Republic claims workers are striking to keep pension

By Jamison Cocklin


Republic Services/Allied Waste countered some of the claims put forward by the Teamsters International Union, representing hundreds of sanitation workers on strike in Youngstown and across the country.

In its first statement on the matter, the company’s corporate office spoke out against the strike, now in its third week and affecting five Ohio cities and five states across the country, with local unions in Georgia and Tennessee setting up their own picket lines over what they say are unfair labor practices Monday and Tuesday.

The strikers have offered little in the way of details about those purported unfair practices, saying only that the company has both refused to bargain in an equitable manner and changed working conditions.

Whether those conditions include shift changes, more work or changes in compensation is unclear for now. It appears as though the strike could be a lengthy one.

On Tuesday, a company spokesman said the company still was assembling replacement workers, who will focus on high-priority customers such as hospitals, schools, businesses and some residential areas. He acknowledged that other areas would see delays but could not say which ones.

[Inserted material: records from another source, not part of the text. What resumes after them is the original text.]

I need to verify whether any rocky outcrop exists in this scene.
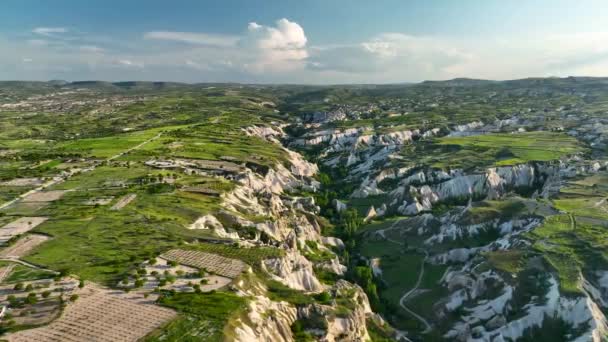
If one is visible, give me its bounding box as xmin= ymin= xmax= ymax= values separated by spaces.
xmin=298 ymin=280 xmax=372 ymax=342
xmin=234 ymin=296 xmax=297 ymax=342
xmin=263 ymin=250 xmax=325 ymax=292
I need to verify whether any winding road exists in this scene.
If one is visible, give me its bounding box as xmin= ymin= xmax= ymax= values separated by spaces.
xmin=399 ymin=250 xmax=431 ymax=334
xmin=377 ymin=219 xmax=432 ymax=334
xmin=0 ymin=132 xmax=163 ymax=210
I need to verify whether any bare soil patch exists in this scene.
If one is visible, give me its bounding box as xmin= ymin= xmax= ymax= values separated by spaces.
xmin=23 ymin=190 xmax=66 ymax=202
xmin=6 ymin=284 xmax=176 ymax=342
xmin=0 ymin=178 xmax=44 ymax=186
xmin=0 ymin=234 xmax=50 ymax=258
xmin=161 ymin=249 xmax=248 ymax=279
xmin=0 ymin=217 xmax=47 ymax=243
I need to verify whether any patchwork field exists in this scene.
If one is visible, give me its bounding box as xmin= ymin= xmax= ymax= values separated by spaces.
xmin=402 ymin=131 xmax=585 ymax=169
xmin=6 ymin=285 xmax=176 ymax=342
xmin=0 ymin=234 xmax=49 ymax=258
xmin=161 ymin=249 xmax=248 ymax=278
xmin=0 ymin=217 xmax=48 ymax=243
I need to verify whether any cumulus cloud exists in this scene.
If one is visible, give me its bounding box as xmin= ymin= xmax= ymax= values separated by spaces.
xmin=8 ymin=19 xmax=608 ymax=83
xmin=32 ymin=27 xmax=68 ymax=37
xmin=116 ymin=59 xmax=144 ymax=69
xmin=144 ymin=31 xmax=239 ymax=47
xmin=308 ymin=33 xmax=472 ymax=81
xmin=80 ymin=45 xmax=105 ymax=53
xmin=243 ymin=18 xmax=309 ymax=72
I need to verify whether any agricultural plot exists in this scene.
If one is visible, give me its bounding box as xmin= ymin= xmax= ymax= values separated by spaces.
xmin=6 ymin=285 xmax=176 ymax=342
xmin=0 ymin=217 xmax=47 ymax=243
xmin=84 ymin=196 xmax=114 ymax=205
xmin=23 ymin=190 xmax=65 ymax=202
xmin=161 ymin=249 xmax=248 ymax=278
xmin=119 ymin=258 xmax=232 ymax=294
xmin=0 ymin=178 xmax=44 ymax=186
xmin=111 ymin=194 xmax=137 ymax=210
xmin=0 ymin=264 xmax=15 ymax=283
xmin=0 ymin=234 xmax=49 ymax=259
xmin=0 ymin=276 xmax=78 ymax=330
xmin=402 ymin=131 xmax=585 ymax=169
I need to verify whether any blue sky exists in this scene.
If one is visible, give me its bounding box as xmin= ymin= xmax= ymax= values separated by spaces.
xmin=0 ymin=0 xmax=608 ymax=83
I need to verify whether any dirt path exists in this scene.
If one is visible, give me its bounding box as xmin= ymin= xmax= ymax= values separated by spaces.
xmin=0 ymin=264 xmax=15 ymax=283
xmin=377 ymin=220 xmax=432 ymax=334
xmin=0 ymin=132 xmax=162 ymax=210
xmin=399 ymin=250 xmax=431 ymax=334
xmin=0 ymin=258 xmax=59 ymax=274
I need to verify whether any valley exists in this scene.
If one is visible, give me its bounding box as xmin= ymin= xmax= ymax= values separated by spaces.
xmin=0 ymin=78 xmax=608 ymax=341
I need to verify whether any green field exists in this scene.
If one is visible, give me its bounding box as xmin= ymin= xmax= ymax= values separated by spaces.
xmin=402 ymin=131 xmax=585 ymax=169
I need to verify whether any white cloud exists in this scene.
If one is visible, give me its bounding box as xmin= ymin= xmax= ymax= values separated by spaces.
xmin=5 ymin=19 xmax=608 ymax=83
xmin=144 ymin=31 xmax=239 ymax=47
xmin=32 ymin=27 xmax=68 ymax=37
xmin=243 ymin=18 xmax=309 ymax=73
xmin=80 ymin=45 xmax=105 ymax=53
xmin=116 ymin=59 xmax=144 ymax=69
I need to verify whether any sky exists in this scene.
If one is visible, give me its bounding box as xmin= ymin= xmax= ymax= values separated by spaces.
xmin=0 ymin=0 xmax=608 ymax=84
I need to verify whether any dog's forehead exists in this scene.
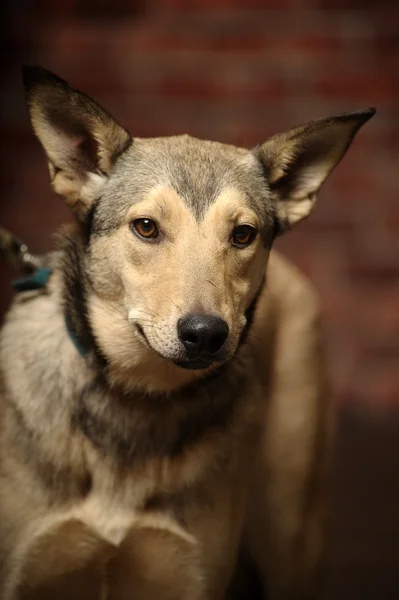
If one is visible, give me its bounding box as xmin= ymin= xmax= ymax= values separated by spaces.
xmin=96 ymin=135 xmax=270 ymax=232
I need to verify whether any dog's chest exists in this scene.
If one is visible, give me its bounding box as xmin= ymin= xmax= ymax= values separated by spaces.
xmin=69 ymin=442 xmax=206 ymax=545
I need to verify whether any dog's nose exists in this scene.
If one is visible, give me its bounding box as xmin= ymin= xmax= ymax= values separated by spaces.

For about 18 months, Republic has been seeking ways to exit the Teamsters’ enormous Central States pension fund, which is thought to be nearing insolvency. Funded by about 1,900 companies, the pension is the second-largest multiemployer plan in the U.S.

In an interview with The Wall Street Journal in early April, Central States Executive Director Thomas Nyhan said “there is a reasonable possibility that this plan could run out of money in about a dozen years.”

With more and more companies exiting the plan, its funds are dwindling, and Republic claims it has offered a host of options to its workers in Youngstown and elsewhere, including shifting retirement benefits into a 401(k) or the better-funded Western Conference of Teamsters Pension, which covers more than 230,000 participants.

“Until we started bargaining several months ago to exit the Central States pension fund, we almost never had a dispute with the Teamsters much less the ongoing picketing and work- stoppage activity,” said Holly Georgell, senior director of labor relations at Republic.

Georgell said in a statement that the company repeatedly has asked the union to specify the allegations of unfair labor practices with no success.

Ralph Sam Cook, secretary-treasurer of Teamsters Local 377, in a previous exchange with The Vindicator, said that although retirement benefits are at issue, the working conditions are the primary cause of the strike.

Leigh Strope, a spokeswoman with Teamsters International, has said the company is using the Central States pension as a “smokescreen” to circumvent proper bargaining.

In Youngstown, Republic pays more than $450 per employee into the pension plan. The 401(k) would cost the company less but significantly reduce employee benefits — a practice that has grown in the American workplace during the last decade or so.

“I’m on strike because I’m sick of this $8 billion company breaking the law to intimidate and bully us,” said Darrell Zeh, a landfill worker and member of Local 377 in Youngstown. “We’re the ones who work every day to make them all the money.”

In 2012, Republic reported a profit of $571.8 million. Along with Waste Management, it controls about 40 percent of the American sanitary-services market.

Georgell said Republic will use all legal means to exit Central States.